Our approach with physician expert opinion as gold standard for a MRI study in nr-axSpA does not exclude the possibility of false positive and false negative clinical assignments. A further gold standard could be re-evaluation of the initial classification by longitudinal follow-up. However, longitudinal studies are limited by patients lost to follow-up, particularly in disorders with slow progression such as SpA, and it has to be recognised that some patients may never develop radiographic features.
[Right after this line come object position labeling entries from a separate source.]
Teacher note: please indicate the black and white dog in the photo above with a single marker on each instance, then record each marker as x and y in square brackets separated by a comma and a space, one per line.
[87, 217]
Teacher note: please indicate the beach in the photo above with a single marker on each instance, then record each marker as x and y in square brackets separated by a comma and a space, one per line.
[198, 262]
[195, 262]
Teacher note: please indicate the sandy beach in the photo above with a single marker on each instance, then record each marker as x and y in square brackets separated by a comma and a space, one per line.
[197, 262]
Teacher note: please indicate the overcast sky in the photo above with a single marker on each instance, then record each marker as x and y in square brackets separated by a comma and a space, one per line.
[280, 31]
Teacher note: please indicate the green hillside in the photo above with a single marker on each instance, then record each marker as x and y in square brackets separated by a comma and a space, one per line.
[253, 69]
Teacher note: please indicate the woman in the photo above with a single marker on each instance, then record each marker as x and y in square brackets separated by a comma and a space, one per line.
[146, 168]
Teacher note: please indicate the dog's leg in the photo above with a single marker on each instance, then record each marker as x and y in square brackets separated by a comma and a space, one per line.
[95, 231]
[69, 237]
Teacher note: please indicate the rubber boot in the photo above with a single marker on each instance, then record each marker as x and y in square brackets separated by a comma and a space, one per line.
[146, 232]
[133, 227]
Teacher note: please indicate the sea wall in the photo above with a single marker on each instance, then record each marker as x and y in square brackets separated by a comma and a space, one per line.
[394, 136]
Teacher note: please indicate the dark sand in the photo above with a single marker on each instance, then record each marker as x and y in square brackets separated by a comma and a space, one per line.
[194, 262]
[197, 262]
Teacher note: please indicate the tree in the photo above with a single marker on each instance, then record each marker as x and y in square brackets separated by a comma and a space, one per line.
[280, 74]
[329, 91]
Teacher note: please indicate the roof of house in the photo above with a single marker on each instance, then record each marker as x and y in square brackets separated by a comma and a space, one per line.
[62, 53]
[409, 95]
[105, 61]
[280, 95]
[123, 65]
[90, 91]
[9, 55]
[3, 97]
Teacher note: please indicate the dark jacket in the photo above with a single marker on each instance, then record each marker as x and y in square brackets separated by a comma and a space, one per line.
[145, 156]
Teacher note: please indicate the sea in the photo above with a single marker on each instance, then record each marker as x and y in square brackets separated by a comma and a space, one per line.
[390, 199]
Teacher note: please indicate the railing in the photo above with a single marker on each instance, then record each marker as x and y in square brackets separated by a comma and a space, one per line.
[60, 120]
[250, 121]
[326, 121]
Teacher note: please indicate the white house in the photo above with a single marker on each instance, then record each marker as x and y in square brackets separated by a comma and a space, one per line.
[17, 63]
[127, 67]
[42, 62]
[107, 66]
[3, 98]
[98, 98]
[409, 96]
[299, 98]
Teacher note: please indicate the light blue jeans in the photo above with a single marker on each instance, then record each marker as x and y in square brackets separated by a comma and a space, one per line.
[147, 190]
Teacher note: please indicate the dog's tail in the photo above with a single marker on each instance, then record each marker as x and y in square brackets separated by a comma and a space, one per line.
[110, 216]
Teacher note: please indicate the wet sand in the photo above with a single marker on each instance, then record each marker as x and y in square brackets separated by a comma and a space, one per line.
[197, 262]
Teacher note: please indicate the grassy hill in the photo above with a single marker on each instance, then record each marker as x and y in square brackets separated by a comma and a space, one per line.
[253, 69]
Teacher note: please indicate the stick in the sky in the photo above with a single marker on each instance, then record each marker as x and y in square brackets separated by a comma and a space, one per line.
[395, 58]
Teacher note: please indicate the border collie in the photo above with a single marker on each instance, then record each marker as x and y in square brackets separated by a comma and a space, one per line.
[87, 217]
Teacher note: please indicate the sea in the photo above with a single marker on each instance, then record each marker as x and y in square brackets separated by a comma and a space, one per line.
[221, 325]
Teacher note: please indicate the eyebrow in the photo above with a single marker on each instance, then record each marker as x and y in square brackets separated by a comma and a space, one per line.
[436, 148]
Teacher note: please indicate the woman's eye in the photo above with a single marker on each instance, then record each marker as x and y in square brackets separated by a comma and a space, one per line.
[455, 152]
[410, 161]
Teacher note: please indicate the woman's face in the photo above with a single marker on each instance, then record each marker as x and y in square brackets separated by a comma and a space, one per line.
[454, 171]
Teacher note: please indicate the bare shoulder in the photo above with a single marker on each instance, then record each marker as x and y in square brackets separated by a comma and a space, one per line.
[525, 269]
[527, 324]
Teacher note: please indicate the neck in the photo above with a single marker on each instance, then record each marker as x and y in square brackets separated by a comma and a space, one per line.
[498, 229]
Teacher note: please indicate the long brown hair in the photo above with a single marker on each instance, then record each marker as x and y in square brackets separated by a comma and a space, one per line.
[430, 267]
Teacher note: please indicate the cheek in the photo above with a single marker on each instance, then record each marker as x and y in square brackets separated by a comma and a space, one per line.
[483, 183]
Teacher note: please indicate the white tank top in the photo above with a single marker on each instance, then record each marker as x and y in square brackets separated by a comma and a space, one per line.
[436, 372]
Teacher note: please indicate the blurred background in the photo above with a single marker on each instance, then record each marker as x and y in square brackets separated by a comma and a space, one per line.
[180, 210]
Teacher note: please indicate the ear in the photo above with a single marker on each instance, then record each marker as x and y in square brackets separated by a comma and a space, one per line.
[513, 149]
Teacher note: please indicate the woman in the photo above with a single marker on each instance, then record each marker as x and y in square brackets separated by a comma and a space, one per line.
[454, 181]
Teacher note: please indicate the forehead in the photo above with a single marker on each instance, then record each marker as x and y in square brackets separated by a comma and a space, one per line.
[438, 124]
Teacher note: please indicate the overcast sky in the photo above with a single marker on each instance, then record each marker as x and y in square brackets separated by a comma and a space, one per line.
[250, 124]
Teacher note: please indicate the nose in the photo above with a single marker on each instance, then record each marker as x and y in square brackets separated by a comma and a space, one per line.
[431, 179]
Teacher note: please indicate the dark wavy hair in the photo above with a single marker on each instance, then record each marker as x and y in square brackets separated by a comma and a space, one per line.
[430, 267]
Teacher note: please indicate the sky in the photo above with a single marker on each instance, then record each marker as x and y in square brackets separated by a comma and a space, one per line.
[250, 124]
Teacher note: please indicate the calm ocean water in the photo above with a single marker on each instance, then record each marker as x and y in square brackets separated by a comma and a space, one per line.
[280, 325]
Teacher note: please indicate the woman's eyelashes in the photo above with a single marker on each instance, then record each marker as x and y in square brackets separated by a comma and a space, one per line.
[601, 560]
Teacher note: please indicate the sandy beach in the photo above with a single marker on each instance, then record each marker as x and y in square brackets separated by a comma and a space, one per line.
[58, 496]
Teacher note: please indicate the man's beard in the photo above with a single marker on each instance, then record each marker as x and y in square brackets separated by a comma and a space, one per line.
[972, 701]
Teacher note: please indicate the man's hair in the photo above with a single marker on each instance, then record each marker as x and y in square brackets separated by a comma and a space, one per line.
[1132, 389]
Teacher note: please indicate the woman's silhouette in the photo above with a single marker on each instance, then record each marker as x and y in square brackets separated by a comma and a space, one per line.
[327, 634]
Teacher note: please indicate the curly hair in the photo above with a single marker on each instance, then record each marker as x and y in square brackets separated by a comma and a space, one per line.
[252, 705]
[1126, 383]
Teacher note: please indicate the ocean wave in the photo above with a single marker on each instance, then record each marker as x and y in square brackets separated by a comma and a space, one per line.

In conclusion, combined spine and SIJ MRI added little incremental value for diagnosing patients with nr-axSpA and enhancing confidence in this diagnosis compared with the traditional imaging approach with SIJ MRI alone. Vertebral corner lesions on spine MRI were the main drivers towards misclassification of controls. Caution is warranted if a classification of SpA is based on spinal MRI alone, where an additional assessment of the SIJ may be advisable.
Acknowledgments
The authors thank the patients and the healthy volunteers for their participation; Tracey Clare, Clinical Research Manager, Department of Radiology, University of Alberta, and Paul Filipow, Data Manager, Edmonton, Canada for coordinating the Web-based MRI scoring module; and Christian Streng, Head of Medical Documentation, Balgrist University Hospital, Zurich, Switzerland, for his technical assistance with the figures. Walter P Maksymowych is a Scientist of Alberta Innovates Health Solutions.
References
Footnotes
Handling editor Tore K Kvien
Contributors KR, MØ, RGWL, SJP, UW and WPM drafted the study design. SMC, UW and WPM acquired the clinical data. UW, WPM, VZ and ZZ were MRI readers. UW and KR performed the statistical analysis. All authors take responsibility for interpretation of data. UW drafted the manuscript with important contributions from all authors. All authors read and approved the final manuscript. UW had full access to all data in the study and takes responsibility for the integrity of the data.
Funding The Canadian Arthritis Society: National Research Initiative Award. Alberta Innovates Health Solutions. Walter L and Johanna Wolf Foundation, Zurich, Switzerland.
Competing interests Dr Rufibach is founder and owner of Rufibach rePROstat and is an employee of F Hoffmann-La Roche, Basel, Switzerland.
Ethics approval Ethics Committee of the University of Alberta, Edmonton, Canada. Kantonale Ethikkommission Zurich, Zurich, Switzerland.
Provenance and peer review Not commissioned; externally peer reviewed.
Data sharing statement This is the first analysis of this dataset comparing combined SIJ and spine MRI data to SIJ MRI data alone. The dataset is available for all nine manuscript authors, but for nobody else. A scientific abstract from these data has been presented at ACR 2012 and at EULAR 2013; there were no further publications or public presentations of these data.